Chained to the wagon like the animals they knew they weren’t, James sitting inside with whip in hand, and a load of people cramped behind him, Samuel and Isaiah were forced to pull. And they would have to drag the wagon around the entire perimeter of Empty. And on a Sunday, too. They wondered if this whole show irritated or pleased Amos. They glanced in the direction of the people still standing among the grass and fog and spotted Amos there, a book held under his arm. They took in small pieces of his face and reassembled it inside their heads. Samuel chose irritated, Isaiah pleased. They would never agree, so they took up another project. They eyed Empty. This was how they got to know it. Every nook. Every crevice. Every blasted blade of grass. While Samuel plotted, Isaiah focused on the details.
“Hee-ya!”
James spoke to them in animal language and to move accordingly would make a lie true. So neither of them budged. The first lash sent a shock through Isaiah and his vision blurred for a moment before returning with even more clarity. That’s when he noticed that they were almost pristine. The lines of Empty. How at each point, they were marked by something glorious: a flower, a rock, a tree. It might have been tolerable if uninhabited, if simply galloped through rather than owned. With no one around to mind someone stopping to speak to the bee that found its way to the heart of nectar and wish it good passage, then look up to the clouds and yell, “Me!” Nothing this calm should have such capacity for terror.
Isaiah looked down as the tears said, I’ma coming. He saw his feet as they dug into the squishy, slippery ground that gave no traction. The second crack struck Samuel and Isaiah trembled for him. With everything dead set on betrayal, the young men’s hearts pounded a rhythm of distrust, Samuel’s more than Isaiah’s. It was the strain that had divided them and made them prickly.
Samuel glanced at Isaiah and resented him. It swirled in his chest for a moment before being pushed back down into his stomach with deep inhalation. It would only take both of them to wait until the chains were loosed to snake them around the necks of the barely-men and strangle them before succumbing to the gun wounds that would inevitably follow. But he knew Isaiah didn’t have that in him to do. Samuel had known Isaiah for all these years and still hadn’t gotten to the heart of what made Isaiah not even want to squeeze a fist tightly.
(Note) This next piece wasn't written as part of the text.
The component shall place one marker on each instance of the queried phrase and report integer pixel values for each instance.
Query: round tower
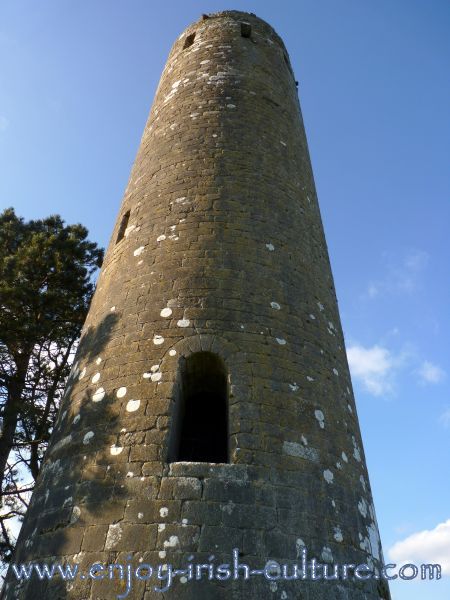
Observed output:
(210, 405)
What a danger to be so callow.
Meanwhile, Isaiah avoided Samuel’s glances because they hid nothing and what use was it to explain to him that a last resort should be last, not first? But still, Isaiah’s chest swelled with the strain of understanding that they were bound together by something much stronger than the rusty chains that held them. Tempting, though, was the thought of how much peace, however fleeting, there could be if one boy dared to be remiss in his duty and failed to bring the other boy water.